Do we need documentation for NHS content (?) API

Is anyone else using the NHS content API, i.e. the one that gets web content for health conditions etc… that you can use to pull into your own site/product to display health related content rather than write it yourself?

The hardest thing we find in using it is the documentation. The JSON format returned is a generic standard used for lots of different content and is quite vast. Because it’s a fairly generic format trying to write a mechanism to handle it is pretty much impossible. Without attempting to import every single piece of content there is no way to know if what we have written will handle everything that might come back from the NHS content API.

What we end up with is an integration whereby it seems to work until a customer raises a support ticket when they try to import something that is not handled correctly.

I’d like to see the documentation not just be a link to the generic JSON format, but describe how it is used by the NHS API so that we can handle things fully.

What is everyone else’s experience? Do you agree some NHS specific documentation would be helpful?

1 Like

Hi Peter - just wanted to chime in to say, yes, my organisation is doing that (‘collecting’ or ingesting the Health Conditions, Mental Health, Live Well, Medicines APIs into our own internal system for consuming in apps/products as part of a wider set of data resources)

I suspect we have been in the same or similar boat (other than, unlike you, my technique does involve importing the actual data into our own backend - arguably even more difficult!). I too felt overwhelmed by the way the ‘content’ API seems to effectively represent the backend of the NHS website’s CMS.

Things that are especially difficult are the way ‘sections’ or paragraphs of any single ‘page’ are broken into separate JSON sections (the hasPart, mainEntityOfPage stuff).

The other problem is the text content is full of HTML elements, sometimes with elements that relate specifically to the NHS website’s CSS classes etc, which have no relevance on any other app.

In my case I have to try to ‘flatten’ out the relationships to get the data stored in a conventional relational DB, it’s been very difficult and the biggest risk is missing some attribute simply due to the vastness of it. For example, I initially tried to extract all the ‘text’ fields from the ‘hasPart’ sections and concatenate them together into one big ‘text’ field, only to realise that that meant I was missing the ‘headline’ attribute, which is sometimes used to set headings on the page - which is important context for the information being provided.

With the Medicines API, I ran into even more fun: some medicines have a dedicated ‘relatedLink’ section of the JSON for Related Conditions and Useful Resources. See the bottom of Benzydamine – a non-steroidal anti-inflammatory (NSAID) used for teething, sore throats and mouth ulcers. - NHS for example. But other medicines store Related Conditions and Useful Resources not in the ‘relatedLink’ section but as another ‘mainBodyofPage’ hasPart thing (for example, note the difference in the appearance of those sections in Alogliptin: medicine to treat type 2 diabetes - NHS, compared with the Benzydamine one). In other words, inconsistent data entry techniques also are at play here, making it very hard for consumers of the API.

Finally, another thing we realised is that the JSON is actually non-compliant! It uses single quotes for the encapsulation of its keys and values, instead of double quotes (probably in order to support the double quotes in the HTML content). This breaks various programming languages which refuse to decode the JSON , or even things like MySQL, which supports a JSON field type, refuses to insert the data because of the non-compliance.

It would be (have been) great to know if there were any tricks with the API such as:

  1. Getting all the text content in one big hit rather than in ‘paragraph parts’
  2. Getting the content without HTML elements

… documentation ideas just to start with.

All of which is to say - I share your pain, but I’m glad it’s not just me!

I know that the NHS Content APIs are going to be ‘moving’ or merging into the other APIs and the endpoints will change, from May onwards. It will be interesting to see if this has any effect on the documentation or format.

Hey mig5,

I’m glad we are not the only ones who having difficulties with a reliable content API integration.
We came across the issues with things like headers, :unamused:. At least on the JSON side it hasn’t been a problem for us, although we are using the MS stack, .NET/SQL Server. Although we are not storing the JSON in the DB we are extracting the bits we want and storing that in our information page format which allows HTML.
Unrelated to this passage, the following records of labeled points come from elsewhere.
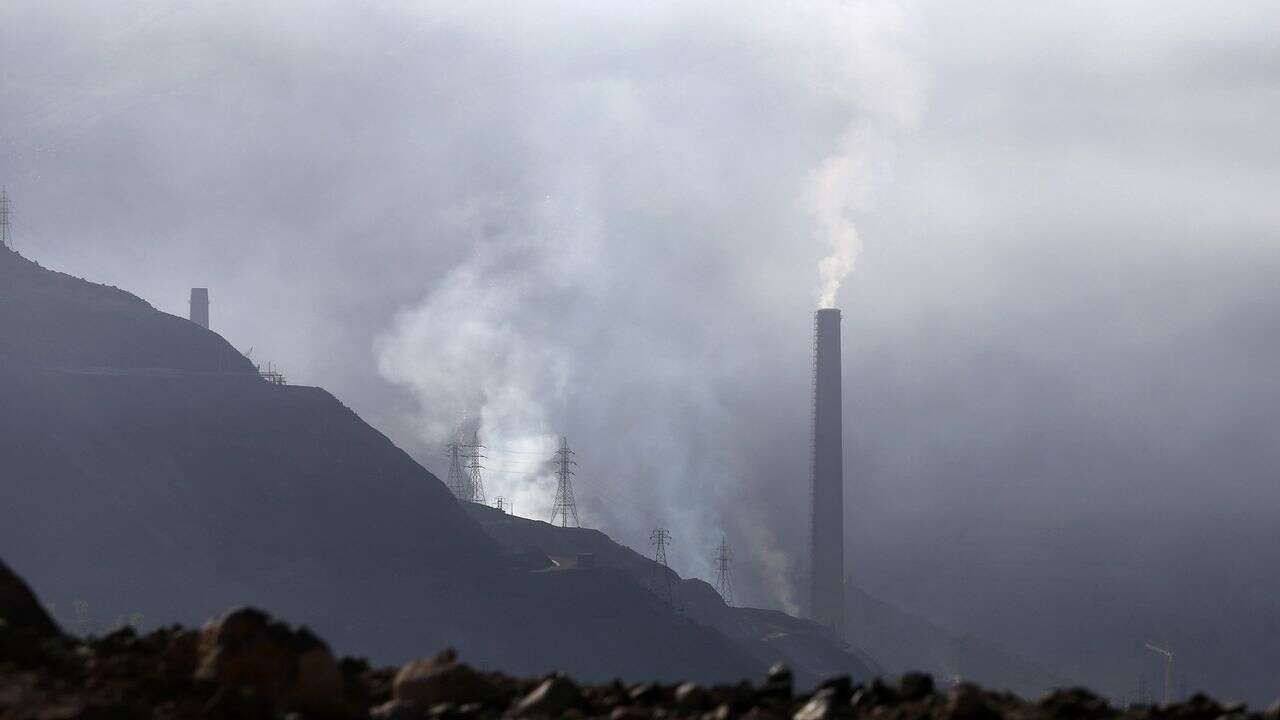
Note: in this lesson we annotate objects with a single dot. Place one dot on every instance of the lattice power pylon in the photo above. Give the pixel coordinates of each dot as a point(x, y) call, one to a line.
point(475, 466)
point(565, 502)
point(5, 238)
point(659, 538)
point(723, 584)
point(465, 469)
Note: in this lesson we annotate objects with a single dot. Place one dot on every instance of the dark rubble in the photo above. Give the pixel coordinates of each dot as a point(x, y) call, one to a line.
point(247, 665)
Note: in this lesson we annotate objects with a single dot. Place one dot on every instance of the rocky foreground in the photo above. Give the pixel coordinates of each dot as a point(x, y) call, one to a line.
point(246, 665)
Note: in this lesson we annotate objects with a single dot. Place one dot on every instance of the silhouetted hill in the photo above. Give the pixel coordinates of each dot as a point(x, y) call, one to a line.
point(247, 665)
point(809, 648)
point(149, 472)
point(53, 319)
point(904, 642)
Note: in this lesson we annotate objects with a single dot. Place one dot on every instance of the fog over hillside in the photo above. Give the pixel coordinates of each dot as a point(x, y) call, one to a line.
point(1063, 414)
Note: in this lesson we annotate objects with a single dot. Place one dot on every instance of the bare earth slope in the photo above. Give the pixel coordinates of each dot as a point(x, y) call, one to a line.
point(146, 470)
point(807, 647)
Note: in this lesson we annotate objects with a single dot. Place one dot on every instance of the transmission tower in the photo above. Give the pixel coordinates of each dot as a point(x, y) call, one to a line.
point(474, 468)
point(722, 580)
point(462, 478)
point(1169, 668)
point(659, 538)
point(565, 502)
point(5, 238)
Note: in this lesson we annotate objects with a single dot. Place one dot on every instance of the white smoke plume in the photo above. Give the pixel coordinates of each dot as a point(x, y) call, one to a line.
point(609, 283)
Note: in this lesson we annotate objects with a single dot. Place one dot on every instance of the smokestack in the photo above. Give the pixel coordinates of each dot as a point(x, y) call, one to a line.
point(200, 306)
point(827, 519)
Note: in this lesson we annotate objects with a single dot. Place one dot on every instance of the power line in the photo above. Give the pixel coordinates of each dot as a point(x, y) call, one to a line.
point(5, 238)
point(474, 468)
point(659, 538)
point(565, 504)
point(723, 556)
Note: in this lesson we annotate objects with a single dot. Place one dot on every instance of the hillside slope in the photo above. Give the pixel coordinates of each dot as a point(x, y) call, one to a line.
point(146, 470)
point(901, 642)
point(807, 647)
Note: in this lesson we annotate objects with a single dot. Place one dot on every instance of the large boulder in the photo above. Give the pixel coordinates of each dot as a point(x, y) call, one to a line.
point(442, 679)
point(292, 668)
point(19, 610)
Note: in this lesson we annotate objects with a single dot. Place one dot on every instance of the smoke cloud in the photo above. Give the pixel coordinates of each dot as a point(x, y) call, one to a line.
point(624, 236)
point(604, 219)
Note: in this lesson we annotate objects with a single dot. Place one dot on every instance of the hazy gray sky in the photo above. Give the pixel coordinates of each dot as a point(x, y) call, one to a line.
point(1063, 409)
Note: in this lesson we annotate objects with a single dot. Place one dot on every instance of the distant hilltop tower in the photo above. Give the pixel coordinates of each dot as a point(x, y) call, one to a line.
point(200, 306)
point(827, 478)
point(5, 241)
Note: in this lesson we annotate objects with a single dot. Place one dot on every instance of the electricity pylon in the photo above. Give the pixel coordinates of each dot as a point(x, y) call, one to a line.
point(1169, 668)
point(5, 240)
point(658, 540)
point(474, 468)
point(722, 580)
point(465, 469)
point(565, 502)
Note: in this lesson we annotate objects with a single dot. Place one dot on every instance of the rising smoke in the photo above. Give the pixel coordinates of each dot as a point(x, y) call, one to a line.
point(615, 294)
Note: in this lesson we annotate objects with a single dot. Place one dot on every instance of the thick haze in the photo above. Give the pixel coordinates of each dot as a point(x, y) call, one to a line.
point(613, 222)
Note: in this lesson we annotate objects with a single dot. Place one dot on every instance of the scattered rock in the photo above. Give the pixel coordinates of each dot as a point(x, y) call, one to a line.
point(780, 682)
point(823, 705)
point(554, 696)
point(19, 610)
point(967, 702)
point(915, 686)
point(691, 697)
point(442, 679)
point(291, 668)
point(396, 710)
point(647, 693)
point(841, 688)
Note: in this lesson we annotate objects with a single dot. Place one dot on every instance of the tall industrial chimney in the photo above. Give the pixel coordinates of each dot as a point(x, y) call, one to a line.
point(200, 306)
point(827, 519)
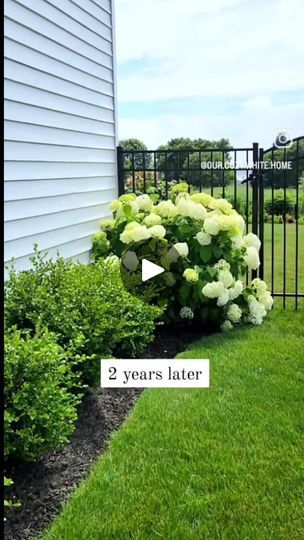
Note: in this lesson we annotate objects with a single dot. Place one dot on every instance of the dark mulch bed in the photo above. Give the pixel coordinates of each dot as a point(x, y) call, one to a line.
point(44, 485)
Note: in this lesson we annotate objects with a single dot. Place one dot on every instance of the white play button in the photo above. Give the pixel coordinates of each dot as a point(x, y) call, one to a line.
point(150, 270)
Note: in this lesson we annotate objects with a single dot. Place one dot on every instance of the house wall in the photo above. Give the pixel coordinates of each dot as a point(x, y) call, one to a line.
point(60, 135)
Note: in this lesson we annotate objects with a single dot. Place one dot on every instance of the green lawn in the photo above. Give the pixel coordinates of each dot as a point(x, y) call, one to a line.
point(222, 463)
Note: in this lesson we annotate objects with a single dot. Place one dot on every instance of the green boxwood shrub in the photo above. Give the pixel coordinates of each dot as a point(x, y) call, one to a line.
point(86, 306)
point(39, 394)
I recently received an email from NHS digital saying the content API was changing again, all the keys will become invalid and all the end points are changing and linked to a page to register/configure. I had a quick look at the web pages and, admittedly they do have a warning notice, the new dev site pages are wildly in consistent between different logins and appearance. Worst of all it says the call rate is going to be something like 10 times a minute and 1000 calls a month (or something similar) so this is going to be a real pig to test. In the past they’ve say you can contact them to increase the limits but the time to get a reply is long as well. I don’t understand why they can’t have a test system with the same call limits as the live system. If anything the test system needs higher limits as trying to get the integration right is a lot of trial and error. On top of that we can’t try it until May.